While it's not specifically stated in the rules, the basis for the different detection stopping power of these materials loosely corresponds with the ability of different materials to stop real-life electromagnetic radiation overall, including visible light and x-rays.
This is made most obvious by the special inclusion of lead, a material that is very soft, but is well known for being good at blocking x-rays due to its density, and not much else. (Density, not hardness, is the main factor for determining the ability of a material when it comes to blocking radiation.)
Brick, as well as tightly packed soil (but not surface soil or wood), has a density of around 2 g/cm^3 - close to that of most common stone. So one can probably classify brick as stone for these purposes.
In real life water and glass are almost as good as stone for blocking high-energy radiation, but they do let visible light through, so it makes sense for detection magic to penetrate them as well. But when it comes to determining whether a solid, opaque material is closer to stone or metal, it seems logical to extrapolate the rule based on its density.
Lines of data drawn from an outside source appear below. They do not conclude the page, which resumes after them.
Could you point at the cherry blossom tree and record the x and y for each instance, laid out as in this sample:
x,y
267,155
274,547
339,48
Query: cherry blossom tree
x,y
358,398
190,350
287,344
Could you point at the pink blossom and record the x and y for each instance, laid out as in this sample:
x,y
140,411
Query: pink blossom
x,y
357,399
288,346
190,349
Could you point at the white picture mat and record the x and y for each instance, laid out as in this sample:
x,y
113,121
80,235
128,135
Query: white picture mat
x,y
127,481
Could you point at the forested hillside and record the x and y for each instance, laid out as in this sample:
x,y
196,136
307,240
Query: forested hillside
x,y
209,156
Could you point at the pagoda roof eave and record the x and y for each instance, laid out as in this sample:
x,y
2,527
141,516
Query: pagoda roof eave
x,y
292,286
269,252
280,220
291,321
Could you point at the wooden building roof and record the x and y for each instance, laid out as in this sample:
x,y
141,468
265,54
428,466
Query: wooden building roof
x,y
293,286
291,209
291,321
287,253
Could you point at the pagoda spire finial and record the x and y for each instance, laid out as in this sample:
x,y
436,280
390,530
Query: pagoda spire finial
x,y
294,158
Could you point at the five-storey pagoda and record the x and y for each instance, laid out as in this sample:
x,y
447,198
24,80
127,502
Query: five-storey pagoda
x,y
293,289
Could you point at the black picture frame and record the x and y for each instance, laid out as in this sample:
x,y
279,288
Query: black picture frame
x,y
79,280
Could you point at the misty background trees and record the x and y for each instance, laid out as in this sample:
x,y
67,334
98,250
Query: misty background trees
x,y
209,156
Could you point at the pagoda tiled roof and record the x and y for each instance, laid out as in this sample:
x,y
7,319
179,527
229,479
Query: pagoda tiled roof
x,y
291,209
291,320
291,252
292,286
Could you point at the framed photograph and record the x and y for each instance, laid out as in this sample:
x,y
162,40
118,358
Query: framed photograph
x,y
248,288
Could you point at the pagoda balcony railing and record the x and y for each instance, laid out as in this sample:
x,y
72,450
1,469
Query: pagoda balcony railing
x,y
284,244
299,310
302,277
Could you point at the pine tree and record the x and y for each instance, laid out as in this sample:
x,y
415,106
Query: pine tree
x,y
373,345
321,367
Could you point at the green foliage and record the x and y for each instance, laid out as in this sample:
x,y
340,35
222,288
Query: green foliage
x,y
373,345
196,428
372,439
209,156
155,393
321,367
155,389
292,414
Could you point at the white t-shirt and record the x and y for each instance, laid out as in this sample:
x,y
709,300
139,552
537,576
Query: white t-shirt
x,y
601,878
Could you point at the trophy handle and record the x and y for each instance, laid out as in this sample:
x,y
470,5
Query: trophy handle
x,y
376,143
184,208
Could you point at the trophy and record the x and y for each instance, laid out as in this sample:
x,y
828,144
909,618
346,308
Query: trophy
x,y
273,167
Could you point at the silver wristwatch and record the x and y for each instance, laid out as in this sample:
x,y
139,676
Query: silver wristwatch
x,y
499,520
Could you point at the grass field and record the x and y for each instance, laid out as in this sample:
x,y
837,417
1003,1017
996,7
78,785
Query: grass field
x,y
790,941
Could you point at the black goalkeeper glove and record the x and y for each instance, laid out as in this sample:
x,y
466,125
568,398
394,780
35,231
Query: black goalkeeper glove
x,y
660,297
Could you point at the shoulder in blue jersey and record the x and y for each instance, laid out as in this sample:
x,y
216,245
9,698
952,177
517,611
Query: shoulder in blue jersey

(Most common metals hover around 7-9 g/cm^3, while lead is a high 11.34 g/cm^3. Incidentally, gold and platinum have densities even higher than lead and are better at stopping radiation, but are not typically used because they are expensive. The rules for Detect Evil/Good state "common metal", and one can argue that these are not common metals, but precious metals, while the rules for Detect Thoughts do not specify "common". Whether one wants to give a gold or platinum sheet the same magic-blocking abilities as a lead one is up to the DM's digression.)